Guerre en Ukraine : Une artère de Kiev rebaptisée au nom d’un responsable nazi ? Prudence…

FAKE OFF Stepan Bandera a effectivement collaboré activement avec l’Allemagne nazie durant la Seconde Guerre mondiale

Lina Fourneau
Une procession en hommage à Stepan Bandera le 1er janvier 2022 (illustration)
Une procession en hommage à Stepan Bandera le 1er janvier 2022 (illustration) — Anna Marchenko/TASS/Sipa USA/SIPA
  • Dans un post largement relayé sur Twitter, le candidat à la présidentielle François Asselineau s’indigne du fait que Kiev ait débaptisé son « avenue Moscou » pour la renommer en hommage à « l’un des principaux Ukrainiens nazis ».
  • Cette décision a bien été prise, mais en 2016 – bien avant l’invasion de l’Ukraine par l’armée russe –, en application des « lois de décommunisation » en vigueur dans le pays.
  • Stepan Bandera a effectivement collaboré activement avec l’Allemagne nazie durant la Seconde Guerre mondiale.
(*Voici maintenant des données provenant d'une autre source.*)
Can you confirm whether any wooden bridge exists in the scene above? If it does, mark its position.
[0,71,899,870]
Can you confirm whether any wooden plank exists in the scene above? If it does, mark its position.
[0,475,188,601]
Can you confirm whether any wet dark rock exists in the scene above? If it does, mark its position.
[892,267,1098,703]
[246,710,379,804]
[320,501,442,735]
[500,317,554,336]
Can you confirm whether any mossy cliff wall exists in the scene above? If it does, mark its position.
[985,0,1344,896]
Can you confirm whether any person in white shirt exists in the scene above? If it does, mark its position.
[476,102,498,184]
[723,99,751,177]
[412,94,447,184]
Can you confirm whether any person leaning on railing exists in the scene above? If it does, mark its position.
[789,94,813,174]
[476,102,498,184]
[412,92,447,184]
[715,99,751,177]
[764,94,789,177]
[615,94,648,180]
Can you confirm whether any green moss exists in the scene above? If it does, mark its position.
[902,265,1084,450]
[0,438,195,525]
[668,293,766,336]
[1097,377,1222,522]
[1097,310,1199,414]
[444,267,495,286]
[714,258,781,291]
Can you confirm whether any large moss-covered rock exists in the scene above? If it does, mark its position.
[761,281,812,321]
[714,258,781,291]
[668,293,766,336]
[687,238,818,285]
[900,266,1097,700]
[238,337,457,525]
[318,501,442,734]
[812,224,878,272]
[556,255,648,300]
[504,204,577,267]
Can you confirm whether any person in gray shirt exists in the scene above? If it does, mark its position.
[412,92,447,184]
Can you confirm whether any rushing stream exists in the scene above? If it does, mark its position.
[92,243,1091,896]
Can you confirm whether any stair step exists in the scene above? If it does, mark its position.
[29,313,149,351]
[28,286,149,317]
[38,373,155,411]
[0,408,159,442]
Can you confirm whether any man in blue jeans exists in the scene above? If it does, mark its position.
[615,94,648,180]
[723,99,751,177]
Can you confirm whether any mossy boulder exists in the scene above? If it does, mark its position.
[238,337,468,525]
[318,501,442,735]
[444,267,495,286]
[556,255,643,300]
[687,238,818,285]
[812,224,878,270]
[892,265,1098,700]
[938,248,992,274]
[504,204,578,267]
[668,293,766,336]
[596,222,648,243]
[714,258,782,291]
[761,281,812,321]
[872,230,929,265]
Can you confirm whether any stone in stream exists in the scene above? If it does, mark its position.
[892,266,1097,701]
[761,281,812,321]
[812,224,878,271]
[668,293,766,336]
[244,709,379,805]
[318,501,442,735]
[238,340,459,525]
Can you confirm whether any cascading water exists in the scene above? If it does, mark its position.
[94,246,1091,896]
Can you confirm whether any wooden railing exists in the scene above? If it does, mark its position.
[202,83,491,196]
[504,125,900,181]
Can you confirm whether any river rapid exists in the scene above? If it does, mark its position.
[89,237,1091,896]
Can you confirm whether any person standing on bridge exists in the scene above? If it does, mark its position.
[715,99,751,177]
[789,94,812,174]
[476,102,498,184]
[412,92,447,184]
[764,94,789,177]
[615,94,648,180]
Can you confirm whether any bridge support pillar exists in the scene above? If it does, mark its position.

Toutefois, comme nous l’explique Sabine Dullin, l’histoire de l’Ukraine n’est pas aussi simple à résumer en un mot.

Une artère de Kiev renommée au nom d’un responsable nazi ? C’est ce que relatait dimanche François Asselineau (UPR), candidat à la présidentielle à la peine dans le recueil des parrainages. « L’avenue de Moscou a été rebaptisée "avenue Stepan Bandera", l’un des principaux Ukrainiens nazis », s’alarme-t-il sur Twitter.

Des propos qui font écho à a rhétorique de Vladimir Poutine sur la prétendue nécessité de « dénazification de l’Ukraine ». Pour justifier son propos, François Asselineau cite un article du média suisse Le Nouvelliste, publié en réalité le 7 juillet 2016. « Ukraine : une avenue à Kiev renommée du nom d’un ancien collaborateur nazi », titraient alors nos confrères.

Pourquoi l’avenue de Moscou a-t-elle été renommée ? Stepan Bandera peut-il réellement être assimilé un responsable nazi ? 20 Minutes a mené l’enquête.

FAKE OFF

Comme l’indique l’article du Nouvelliste, la décision prise par la ville de Kiev remonte à 2016. Dans le cadre des « lois de décommunisation » adoptées en 2015, l’Ukraine a souhaité mettre à distance les symboles liés à un passé commun avec l’Union soviétique, mais aussi avec la Russie. En vertu de ces textes, le conseil municipal de la capitale a donc décidé de rebaptiser l’avenue de Moscou en « avenue Stepan-Bandera ».

« Une vision très ethnique »

« L’Ukraine a une histoire complexe. Ce n’est pas tout noir ou tout blanc, souligne Sabine Dullin, historienne spécialiste de la Russie et de l’Europe occidentale et autrice de L’Ironie du destin, une histoire des Russes et de leur empire (Payot). Stepan Bandera fait partie des héros de l’indépendance ukrainienne, même s’il a sa part d’ombre. »

A la suite du pacte germano-soviétique, signé en 1939, l’Ukraine est divisée en deux. « A l’Ouest, Stepan Bandera, leader de l’Organisation des nationalistes ukrainiens (OUN) a souhaité collaborer avec les nazis pour lutter contre l’Union soviétique. Il cherche à obtenir leur soutien, mais n’y arrive pas et se fait même emprisonner », poursuit l’historienne. Avant de préciser : « C’est effectivement quelqu’un qui a une vision très ethnique du nationalisme ukrainien. Il rêvait d’un territoire national débarrassé des juifs, des Polonais et des Russes. »

Cette dernière semaine, certains manifestants ukrainiens ont d’ailleurs affiché leur attachement à leur pays en exhibant des drapeaux bicolores rouge et noir, correspondant à ceux de l’Armée insurrectionnelle ukrainienne, commandée par le nationaliste Stepan Bandera. Mais l’utilisation de ce drapeau est-il la preuve de la « nazification » de l’Ukraine décriée par Vladimir Poutine ? « On peut dénoncer le nationalisme intégral ukrainien de Bandera qui a des adeptes dans l’Ukraine contemporaine, mais beaucoup moins que ce que prétend Poutine », nuance Sabine Dullin.

Selon l’historienne, depuis 2014, « la construction nationale ukrainienne a pris une dimension plus civique qu’ethnique. » En 2015, les manifestations d'ultranationalistes ukrainiens à Kiev se revendiquant de Stepan Bandera avaient suscité les protestations de Moscou.